Article Last Modified on 1/19/2007



APPLIES TO

  • Microsoft Office Excel 2007
  • Microsoft Office Excel 2003
  • Microsoft Excel 2002 Standard Edition
  • Microsoft Excel 2000 Standard Edition



This article was previously published under Q214105

For a Microsoft Excel 97 and earlier versions of Excel version of this article, see 90728.

SUMMARY

The following information describes the algorithm used by the XIRR() function in Microsoft Excel to compute the internal rate of return on a schedule of cash flows that are not necessarily periodic. That is, payments may be made at different time intervals.

MORE INFORMATION

Excel includes a function that is called XIRR() . This function returns the internal rate of return for a schedule of cash flows that are not necessarily periodic. This function is similar to the IRR() function that returns the internal rate of return for a series of periodic cash flows.

NOTE: If the XIRR() function is not available, you must install the Analysis ToolPak add-in.

With IRR(), all cash flows are discounted using an integer number of compounding periods. For example, the first payment is discounted one period, the second payment two periods, and so on.

The XIRR() function permits payments to occur at unequal time periods. With this function you associate a date with each payment and thereby permit fractional periods (raising or discounting with a fractional power).

The next step is to calculate the correct discounting rate. Basically, the larger the rate, the more the values are reduced.

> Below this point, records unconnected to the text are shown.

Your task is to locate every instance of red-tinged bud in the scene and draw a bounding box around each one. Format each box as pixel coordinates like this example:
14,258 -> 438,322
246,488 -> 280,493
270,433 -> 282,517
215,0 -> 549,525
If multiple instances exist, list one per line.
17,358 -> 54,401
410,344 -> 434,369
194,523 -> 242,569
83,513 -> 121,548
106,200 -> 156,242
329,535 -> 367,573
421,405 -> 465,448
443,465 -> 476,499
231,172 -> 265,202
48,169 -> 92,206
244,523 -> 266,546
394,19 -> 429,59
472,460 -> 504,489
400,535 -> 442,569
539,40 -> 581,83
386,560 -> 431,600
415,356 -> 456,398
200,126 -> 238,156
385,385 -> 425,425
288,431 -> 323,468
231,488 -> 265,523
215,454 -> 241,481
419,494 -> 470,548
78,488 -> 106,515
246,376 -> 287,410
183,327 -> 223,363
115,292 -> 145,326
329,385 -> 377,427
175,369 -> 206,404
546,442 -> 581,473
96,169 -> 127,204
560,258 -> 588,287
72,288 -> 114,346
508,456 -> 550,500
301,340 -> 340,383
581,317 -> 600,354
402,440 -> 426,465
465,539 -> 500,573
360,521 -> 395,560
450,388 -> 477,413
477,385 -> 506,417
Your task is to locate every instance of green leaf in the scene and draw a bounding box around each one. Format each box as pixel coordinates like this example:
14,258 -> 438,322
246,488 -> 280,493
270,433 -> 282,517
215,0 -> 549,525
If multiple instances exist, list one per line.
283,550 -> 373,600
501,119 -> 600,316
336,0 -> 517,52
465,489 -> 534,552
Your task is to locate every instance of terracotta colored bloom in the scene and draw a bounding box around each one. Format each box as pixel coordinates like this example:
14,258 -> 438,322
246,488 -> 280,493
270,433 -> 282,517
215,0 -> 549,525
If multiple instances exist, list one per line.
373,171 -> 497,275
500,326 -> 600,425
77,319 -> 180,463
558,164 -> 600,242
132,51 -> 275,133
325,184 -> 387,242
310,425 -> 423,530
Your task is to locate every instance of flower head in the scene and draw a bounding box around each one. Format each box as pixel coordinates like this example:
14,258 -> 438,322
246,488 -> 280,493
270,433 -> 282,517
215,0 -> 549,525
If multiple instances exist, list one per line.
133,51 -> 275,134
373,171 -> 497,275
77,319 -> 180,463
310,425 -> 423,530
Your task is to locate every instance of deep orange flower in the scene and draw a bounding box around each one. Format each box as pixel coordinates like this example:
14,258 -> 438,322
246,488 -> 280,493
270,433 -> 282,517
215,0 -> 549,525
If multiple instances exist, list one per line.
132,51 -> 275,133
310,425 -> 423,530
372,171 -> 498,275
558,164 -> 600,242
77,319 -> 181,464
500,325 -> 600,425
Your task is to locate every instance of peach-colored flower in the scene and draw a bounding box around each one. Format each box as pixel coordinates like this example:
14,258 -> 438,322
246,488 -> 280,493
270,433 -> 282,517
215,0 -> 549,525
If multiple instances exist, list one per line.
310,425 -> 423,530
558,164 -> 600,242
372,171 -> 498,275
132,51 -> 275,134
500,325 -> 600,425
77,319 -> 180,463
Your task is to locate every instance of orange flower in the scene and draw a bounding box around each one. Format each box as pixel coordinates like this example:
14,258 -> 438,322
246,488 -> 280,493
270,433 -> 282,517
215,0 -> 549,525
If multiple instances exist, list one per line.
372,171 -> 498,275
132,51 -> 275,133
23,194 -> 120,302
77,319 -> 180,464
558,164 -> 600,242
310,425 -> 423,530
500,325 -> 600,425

The XIRR() function sets bounds on the discount rate above and below the correct rate by doubling guesses in each direction. With known upper and lower bounds, the function uses Newton's method to find the appropriate guess to the level of accuracy you want.

The discounting calculation is performed after each iteration.

NOTE: Newton's method is a way to approach the root of an equation (y=f(x)) by using the tangent line to the equation's curve at successive x-values. The new x-value keeps getting closer and closer to the root of the equation until you reach some preset precision.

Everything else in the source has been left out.